The UAE’s tax environment is entering a stricter and more structured phase. With the introduction of Federal Decree-Law No. 17 of 2025, businesses across the UAE must pay closer attention to their VAT, Corporate Tax, and Excise Tax credits.
The new regulation introduces a clear five-year deadline to claim or utilise tax credits. If businesses fail to recover or offset these credits within the allowed period, the amount will expire permanently. For many companies, this could result in significant financial losses if proper tax management systems are not in place.
Understanding the New Five-Year Tax Credit Rule
Under the updated UAE tax law, businesses now have a maximum of five years from the date a tax credit arises to either:
- Offset the credit against future tax liabilities, or
- Submit a refund claim to the Federal Tax Authority (FTA)
Once the five-year period passes, the unused tax credit can no longer be recovered.
Previously, many companies treated VAT and other tax credits as long-term balance sheet assets without urgency. However, the new law removes that flexibility and places greater responsibility on businesses to actively monitor and manage their tax positions.
Why This Change Matters for UAE Businesses
For companies with large accumulated VAT balances, the impact can be substantial. Businesses that delay refund applications or fail to track older credits may lose valuable amounts permanently.
This regulation also reflects the UAE government’s broader push toward stronger tax compliance, transparency, and financial governance.
Businesses are now expected to maintain more accurate tax records, monitor credit aging, and ensure timely action before deadlines expire.
Industries Most at Risk of Losing Tax Credits
Certain sectors are more exposed due to the nature of their operations and long business cycles.

Real Estate and Construction
Developers and construction companies often accumulate high input VAT during lengthy project phases. Delays in projects or refund applications can increase the risk of credits expiring before they are utilised.
Free Zone Companies
Some free zone businesses may generate tax credits that are difficult to offset, especially if their activities do not create sufficient taxable VAT supplies.
Healthcare, Education, and Financial Services
These industries regularly deal with exempt, zero-rated, and standard-rated transactions, making VAT recovery more complex and increasing the chances of unclaimed credits.
Startups and New Businesses
Many startups incur large setup expenses before generating revenue. Without proper tax planning, early-stage VAT credits may remain unused and eventually expire.
Common Tax Credit Management Mistakes
Many UAE businesses unintentionally place themselves at risk due to avoidable tax management issues.
Delayed Refund Applications
One of the most common mistakes is postponing VAT refund claims. Businesses often leave excess input VAT sitting in their FTA accounts for extended periods, assuming it can be claimed later.
Incorrect Tax Classification
Misclassifying supplies or transactions can result in missed input tax recovery opportunities and future corrections during tax audits.

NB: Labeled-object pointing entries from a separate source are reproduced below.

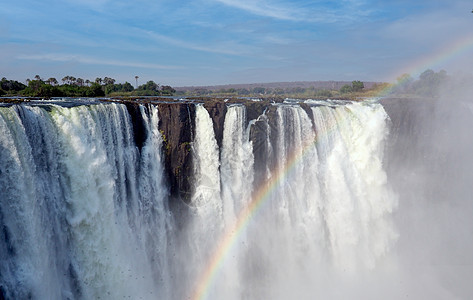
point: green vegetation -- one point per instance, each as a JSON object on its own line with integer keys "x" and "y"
{"x": 78, "y": 87}
{"x": 356, "y": 89}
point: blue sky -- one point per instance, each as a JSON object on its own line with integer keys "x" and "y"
{"x": 207, "y": 42}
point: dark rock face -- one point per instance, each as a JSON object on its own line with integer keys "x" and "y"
{"x": 139, "y": 129}
{"x": 217, "y": 110}
{"x": 177, "y": 123}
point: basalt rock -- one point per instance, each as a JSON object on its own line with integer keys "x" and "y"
{"x": 176, "y": 124}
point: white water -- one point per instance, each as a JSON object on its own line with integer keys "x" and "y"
{"x": 85, "y": 213}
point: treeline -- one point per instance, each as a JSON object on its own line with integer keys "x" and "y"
{"x": 356, "y": 88}
{"x": 78, "y": 87}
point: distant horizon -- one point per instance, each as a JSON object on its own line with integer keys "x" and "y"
{"x": 219, "y": 42}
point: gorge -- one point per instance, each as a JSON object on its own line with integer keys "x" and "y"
{"x": 235, "y": 199}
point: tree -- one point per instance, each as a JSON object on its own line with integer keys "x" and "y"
{"x": 108, "y": 80}
{"x": 52, "y": 81}
{"x": 167, "y": 90}
{"x": 346, "y": 89}
{"x": 127, "y": 87}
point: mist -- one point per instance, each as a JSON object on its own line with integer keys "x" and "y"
{"x": 429, "y": 164}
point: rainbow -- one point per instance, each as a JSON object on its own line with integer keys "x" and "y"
{"x": 434, "y": 60}
{"x": 231, "y": 235}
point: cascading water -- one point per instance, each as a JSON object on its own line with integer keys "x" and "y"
{"x": 86, "y": 214}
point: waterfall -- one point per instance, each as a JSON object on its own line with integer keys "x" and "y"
{"x": 86, "y": 212}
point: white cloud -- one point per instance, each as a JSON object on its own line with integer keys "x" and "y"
{"x": 313, "y": 13}
{"x": 229, "y": 48}
{"x": 60, "y": 57}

Lack of Coordination Between Tax Functions
When VAT, Corporate Tax, and Excise Tax are handled separately, businesses may overlook deadlines or fail to identify unused credits on time.
Steps Businesses Should Take Immediately
To avoid losing valuable tax credits, UAE businesses should take proactive measures now.
Conduct a Full Tax Credit Review
Businesses should reconcile their accounting records with FTA balances to identify all outstanding tax credits and their expiry timelines.
File Refund Claims Promptly
Any recoverable VAT or tax credit nearing expiration should be claimed immediately to avoid permanent loss.
Review Historical Tax Filings
Companies should also review previous tax returns and consider voluntary disclosures if errors or missed claims are identified.
Strengthen Internal Tax Processes
Implementing a structured tax compliance system can help businesses track deadlines, monitor credits, and reduce future risks.
Increased FTA Monitoring and Compliance
The Federal Tax Authority is expected to strengthen monitoring and audit procedures under the new framework. Advanced digital systems will likely allow the FTA to track aging tax credits and identify expired balances automatically.
As a result, businesses must be prepared to demonstrate proper tax governance, accurate reporting, and timely management of tax credits.
The Future of Tax Compliance in the UAE
The introduction of the five-year rule signals a major shift in the UAE’s tax system. Tax compliance is no longer simply an administrative task. It has become a strategic financial function that requires ongoing oversight from management teams and business owners.
Companies that establish strong tax management processes today will be better positioned to protect cash flow, maintain compliance, and avoid unnecessary financial losses in the future.
Final Thoughts
The UAE’s updated tax regulations have created a clear deadline for managing VAT and tax credits. Businesses that ignore these timelines risk losing recoverable amounts permanently.
Now is the time for companies to review their tax positions, strengthen compliance procedures, and seek professional guidance where necessary. Proper planning today can prevent costly losses tomorrow and ensure long-term financial stability in the evolving UAE tax environment.